Tim, I really did not want to start another appraisal report today so I took the time to go through your letter and tried to make it less personal in the hopes that others will take this, read it, ammend it to their own style, and above all SEND IT!!!! Is that address in the correct order and format for the Post Office? comments and suggestions please.
Regulations Division
Office of General Counsel, HUD, Rm. 10276
471 7th Street SW
Washington DC 20410
RE: Appraiser Watch
HUD No. 02-081
Mr. Martinez,
I recently read the above mentioned announcement regarding “appraiser watch” program. Honest appraisers, myself included, are all for appraisal checks and balances, appraisal review and appraiser performance rankings. However, this new program directed at “default and claim rates” for appraisers is misguided and short sighted. The quote “faulty appraisals, whether intentional or not, contribute to the inability of home buyers to make monthly mortgage payments and to the instability of neighborhoods” is not supportable. Appraisers have nothing to do with the qualification, approval or disapproval of the prospective borrower.

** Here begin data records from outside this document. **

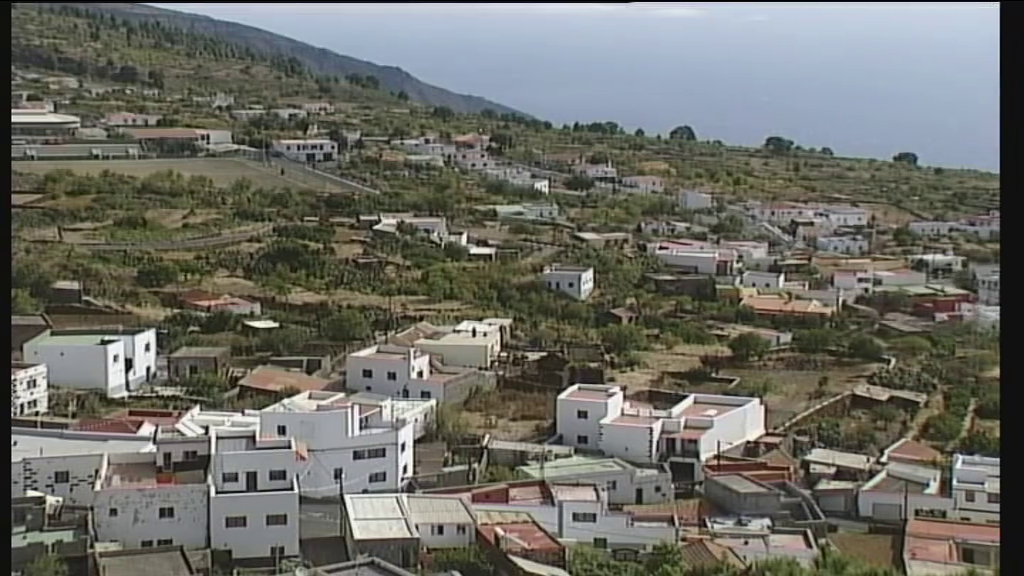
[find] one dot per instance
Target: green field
(222, 171)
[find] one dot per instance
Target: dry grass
(223, 171)
(873, 549)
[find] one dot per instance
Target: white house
(578, 282)
(254, 493)
(845, 215)
(306, 151)
(901, 491)
(361, 443)
(644, 184)
(29, 388)
(624, 483)
(693, 200)
(470, 344)
(767, 280)
(988, 289)
(975, 485)
(866, 282)
(850, 245)
(687, 433)
(113, 361)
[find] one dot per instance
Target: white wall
(81, 366)
(39, 475)
(867, 498)
(256, 538)
(138, 515)
(29, 391)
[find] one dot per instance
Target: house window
(236, 522)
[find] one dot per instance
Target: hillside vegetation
(320, 62)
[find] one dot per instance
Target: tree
(624, 338)
(778, 145)
(865, 347)
(443, 113)
(749, 345)
(347, 325)
(907, 158)
(48, 565)
(157, 275)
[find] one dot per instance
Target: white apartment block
(309, 151)
(470, 344)
(845, 215)
(644, 184)
(686, 434)
(360, 443)
(850, 245)
(112, 361)
(766, 280)
(29, 389)
(693, 200)
(578, 282)
(988, 289)
(866, 282)
(975, 484)
(623, 482)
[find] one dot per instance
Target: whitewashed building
(687, 433)
(578, 282)
(975, 485)
(988, 289)
(624, 483)
(849, 245)
(693, 200)
(112, 361)
(306, 151)
(29, 389)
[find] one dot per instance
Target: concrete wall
(138, 515)
(256, 539)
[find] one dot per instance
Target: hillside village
(339, 332)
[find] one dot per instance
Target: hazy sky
(865, 79)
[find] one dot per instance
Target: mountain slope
(320, 60)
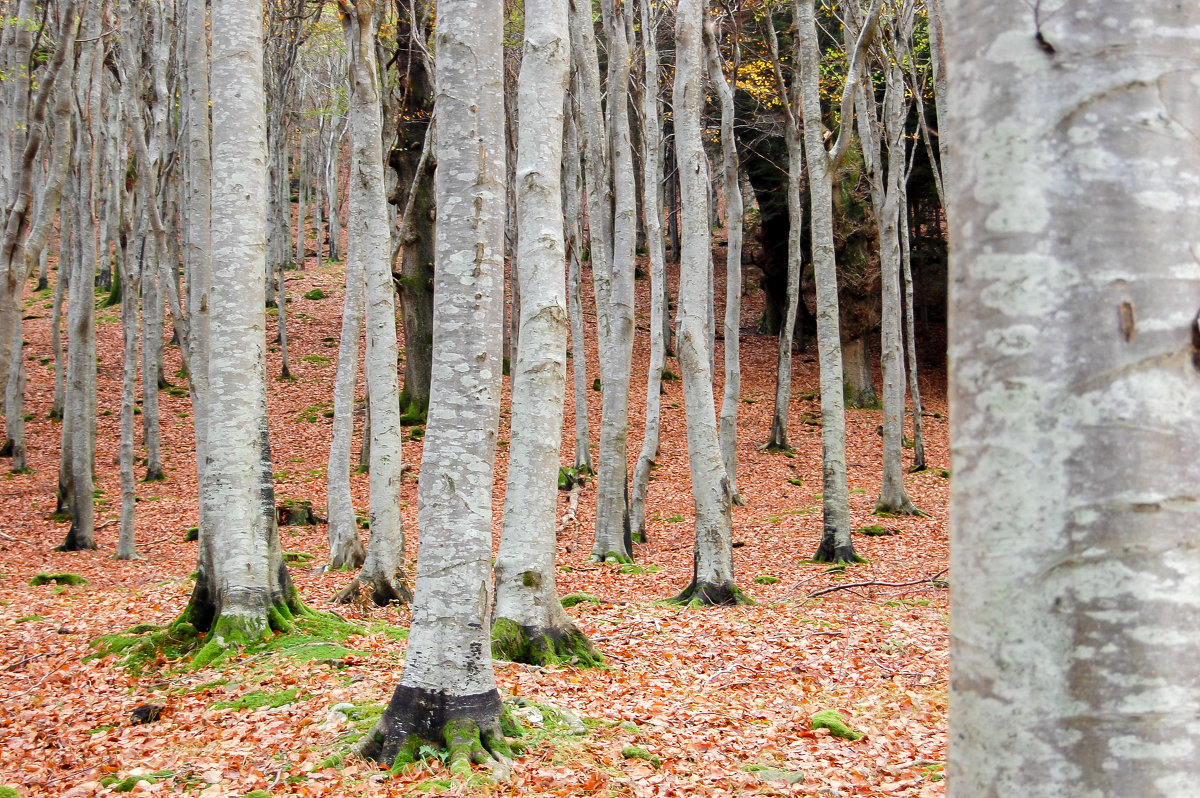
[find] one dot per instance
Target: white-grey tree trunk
(652, 219)
(448, 689)
(243, 586)
(1074, 391)
(733, 225)
(370, 243)
(528, 622)
(713, 562)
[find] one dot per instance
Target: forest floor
(721, 696)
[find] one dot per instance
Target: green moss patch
(57, 579)
(634, 753)
(259, 699)
(573, 599)
(835, 723)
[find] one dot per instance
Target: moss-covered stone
(635, 753)
(517, 643)
(73, 580)
(835, 723)
(573, 599)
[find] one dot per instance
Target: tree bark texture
(1074, 394)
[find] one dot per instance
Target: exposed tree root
(468, 727)
(533, 646)
(382, 589)
(712, 595)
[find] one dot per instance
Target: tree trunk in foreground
(652, 216)
(528, 623)
(448, 689)
(1075, 394)
(370, 241)
(243, 587)
(713, 567)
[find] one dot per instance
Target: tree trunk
(243, 588)
(528, 623)
(573, 190)
(733, 214)
(1074, 390)
(713, 563)
(652, 213)
(370, 241)
(448, 689)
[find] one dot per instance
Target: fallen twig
(887, 585)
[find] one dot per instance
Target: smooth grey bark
(1074, 394)
(835, 538)
(448, 688)
(777, 439)
(370, 241)
(81, 385)
(713, 556)
(346, 550)
(573, 189)
(243, 588)
(652, 215)
(733, 225)
(528, 621)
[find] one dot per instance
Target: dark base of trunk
(712, 595)
(468, 726)
(75, 541)
(534, 646)
(382, 592)
(828, 552)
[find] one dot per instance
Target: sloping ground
(717, 695)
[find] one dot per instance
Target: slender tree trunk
(1074, 389)
(573, 190)
(243, 588)
(713, 563)
(528, 623)
(370, 240)
(448, 689)
(652, 213)
(733, 214)
(918, 438)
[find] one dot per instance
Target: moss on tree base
(382, 591)
(533, 646)
(829, 552)
(419, 720)
(713, 595)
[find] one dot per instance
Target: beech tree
(1074, 385)
(712, 492)
(529, 624)
(370, 241)
(243, 588)
(448, 690)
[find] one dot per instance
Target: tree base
(829, 552)
(381, 589)
(533, 646)
(712, 595)
(467, 726)
(75, 543)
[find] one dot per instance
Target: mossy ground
(305, 637)
(517, 643)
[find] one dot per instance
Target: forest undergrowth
(691, 701)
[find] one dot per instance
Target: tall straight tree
(713, 563)
(370, 244)
(529, 624)
(1074, 391)
(835, 541)
(243, 588)
(448, 689)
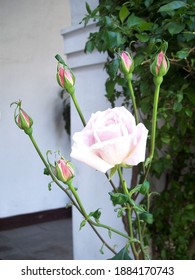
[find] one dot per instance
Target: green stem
(65, 190)
(133, 100)
(78, 108)
(157, 82)
(74, 192)
(125, 190)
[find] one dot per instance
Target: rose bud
(127, 63)
(65, 77)
(64, 170)
(160, 65)
(24, 121)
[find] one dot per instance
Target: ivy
(142, 26)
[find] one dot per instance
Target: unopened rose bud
(127, 63)
(160, 65)
(64, 170)
(24, 121)
(65, 78)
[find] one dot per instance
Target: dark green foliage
(141, 26)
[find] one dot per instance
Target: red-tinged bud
(24, 121)
(64, 170)
(65, 77)
(127, 63)
(160, 65)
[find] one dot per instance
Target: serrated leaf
(123, 14)
(174, 5)
(88, 8)
(119, 198)
(96, 215)
(175, 27)
(110, 233)
(82, 224)
(133, 21)
(123, 254)
(165, 138)
(146, 217)
(143, 37)
(182, 54)
(112, 172)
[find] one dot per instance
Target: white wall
(30, 38)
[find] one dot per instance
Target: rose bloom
(110, 137)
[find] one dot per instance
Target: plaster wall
(29, 40)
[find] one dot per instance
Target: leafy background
(141, 26)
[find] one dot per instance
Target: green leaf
(46, 171)
(174, 5)
(145, 187)
(82, 224)
(165, 138)
(143, 37)
(177, 106)
(175, 27)
(183, 54)
(110, 233)
(49, 186)
(123, 14)
(119, 198)
(146, 217)
(88, 8)
(134, 21)
(122, 255)
(148, 3)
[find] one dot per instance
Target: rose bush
(110, 137)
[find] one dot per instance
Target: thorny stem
(92, 224)
(125, 190)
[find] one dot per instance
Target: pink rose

This “appraiser watch” program does not single out misleading appraisals, it singles out poor borrowers who were approved for home loans that they could not afford or handle. The “appraiser watch” should be a “lender watch”. If HUD addressed the offending lenders, you would be addressing the offending appraisers at the same time. An honest appraiser who requires the FHA repairs from the HUD checklist and only uses sales from within the subject’s immediate market area is likely to perform very few FHA appraisals as compared to appraisers who ignore the HUD checklist and use sales outside the market area, because of lender pressure and coercion. If there was no lender pressure there would be very little appraisal fraud. The source of the problem is not the appraiser, it is the lender and there selection and reselection of appraisers who will commit fraud. Honest appraisers agree that fraudulent appraisals are a hindrance to of the entire mortgage system. The only way to curb appraisal fraud is to review all appraisals. Take away lender pressure and coercion, and review all appraisals and the number of fraudulent appraisals will decline. The cost of a review is much less than the cost of a default claim or any flawed and misguided “appraiser watch” program. The appraiser’s duty is to estimate market value of properties and not the individual qualification, approval or disapproval of prospective borrowers.

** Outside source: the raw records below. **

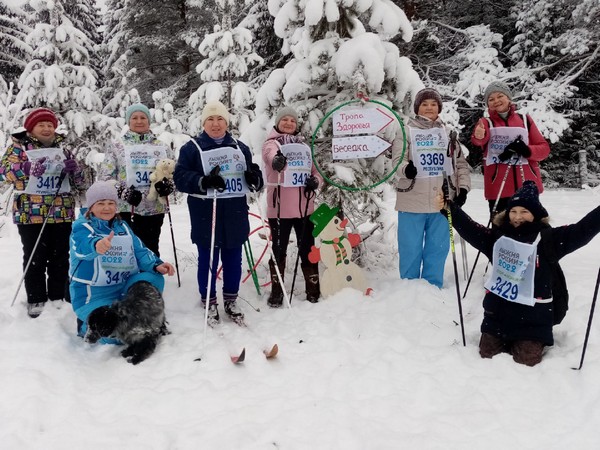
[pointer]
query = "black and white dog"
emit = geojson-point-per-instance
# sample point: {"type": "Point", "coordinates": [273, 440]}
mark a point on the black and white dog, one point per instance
{"type": "Point", "coordinates": [138, 321]}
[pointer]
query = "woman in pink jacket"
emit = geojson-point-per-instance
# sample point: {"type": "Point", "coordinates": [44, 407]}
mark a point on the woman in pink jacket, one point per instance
{"type": "Point", "coordinates": [292, 180]}
{"type": "Point", "coordinates": [512, 147]}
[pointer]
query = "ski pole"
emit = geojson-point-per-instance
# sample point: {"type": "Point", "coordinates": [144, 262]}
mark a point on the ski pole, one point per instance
{"type": "Point", "coordinates": [173, 241]}
{"type": "Point", "coordinates": [210, 263]}
{"type": "Point", "coordinates": [587, 331]}
{"type": "Point", "coordinates": [450, 229]}
{"type": "Point", "coordinates": [51, 210]}
{"type": "Point", "coordinates": [463, 250]}
{"type": "Point", "coordinates": [272, 253]}
{"type": "Point", "coordinates": [300, 241]}
{"type": "Point", "coordinates": [488, 225]}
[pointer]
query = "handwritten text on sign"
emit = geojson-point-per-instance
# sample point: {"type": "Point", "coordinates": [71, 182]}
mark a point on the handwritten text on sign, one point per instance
{"type": "Point", "coordinates": [358, 147]}
{"type": "Point", "coordinates": [360, 121]}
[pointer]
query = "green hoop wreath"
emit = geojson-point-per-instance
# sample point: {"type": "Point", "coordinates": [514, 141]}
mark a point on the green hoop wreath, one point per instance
{"type": "Point", "coordinates": [349, 188]}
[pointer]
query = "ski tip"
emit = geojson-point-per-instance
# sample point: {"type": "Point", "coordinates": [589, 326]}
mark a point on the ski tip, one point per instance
{"type": "Point", "coordinates": [272, 353]}
{"type": "Point", "coordinates": [240, 358]}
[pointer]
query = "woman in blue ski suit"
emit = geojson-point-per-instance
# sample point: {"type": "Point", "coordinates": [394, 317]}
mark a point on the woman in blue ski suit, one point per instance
{"type": "Point", "coordinates": [106, 258]}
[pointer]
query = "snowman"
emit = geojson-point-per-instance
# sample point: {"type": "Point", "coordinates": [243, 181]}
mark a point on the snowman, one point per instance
{"type": "Point", "coordinates": [335, 252]}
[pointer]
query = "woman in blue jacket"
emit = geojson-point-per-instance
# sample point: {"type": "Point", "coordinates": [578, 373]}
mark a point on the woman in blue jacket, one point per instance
{"type": "Point", "coordinates": [106, 258]}
{"type": "Point", "coordinates": [215, 165]}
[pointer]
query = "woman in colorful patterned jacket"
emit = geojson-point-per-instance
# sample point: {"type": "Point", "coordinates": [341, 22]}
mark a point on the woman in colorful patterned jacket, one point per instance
{"type": "Point", "coordinates": [46, 179]}
{"type": "Point", "coordinates": [130, 160]}
{"type": "Point", "coordinates": [512, 147]}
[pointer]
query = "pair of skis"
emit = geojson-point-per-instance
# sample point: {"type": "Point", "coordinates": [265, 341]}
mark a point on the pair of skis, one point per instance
{"type": "Point", "coordinates": [241, 357]}
{"type": "Point", "coordinates": [269, 354]}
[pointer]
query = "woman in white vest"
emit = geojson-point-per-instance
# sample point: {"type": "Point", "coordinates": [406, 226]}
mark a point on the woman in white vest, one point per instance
{"type": "Point", "coordinates": [424, 239]}
{"type": "Point", "coordinates": [518, 303]}
{"type": "Point", "coordinates": [215, 166]}
{"type": "Point", "coordinates": [130, 160]}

Under this “appraiser watch” program honest appraiser will be removed from the HUD roster. Take for example an appraiser who performs only 37 FHA appraisals and has 4 defaults resulting in a13% default rate. Meanwhile, appraisers notorious for “hitting the number” and for “ignoring repairs” have performed over 400 HUD appraisals (actual numbers from appraiser claim and default rate page at the HUD site before it quickly removed) with few defaults resulting in default rates of 2-5%. Furthermore it is unlikely these appraisers inspected all 400 properties personally. The obvious conclusion is that an honest appraiser will do fewer FHA appraisals, because they require repairs and give an honest value thus making lenders (and their agents and employees who collect a fee only if the loan closes) reluctant to feed this appraiser more work, resulting in a higher default rate
HUD has stated that “any appraiser who receives such notice (removal notice) may meet with HUD officials to present evidence that factors beyond his or her control contributed to the excessive rates”. Every foreclosure is out of the appraiser’s control. We do not issue the mortgage, check credit, interview the borrower or collect the mortgage payment. The reasoning of the whole program is questionable because it is based on the premise that it is the appraiser’s fault that the defaulting borrower was approved for the loan.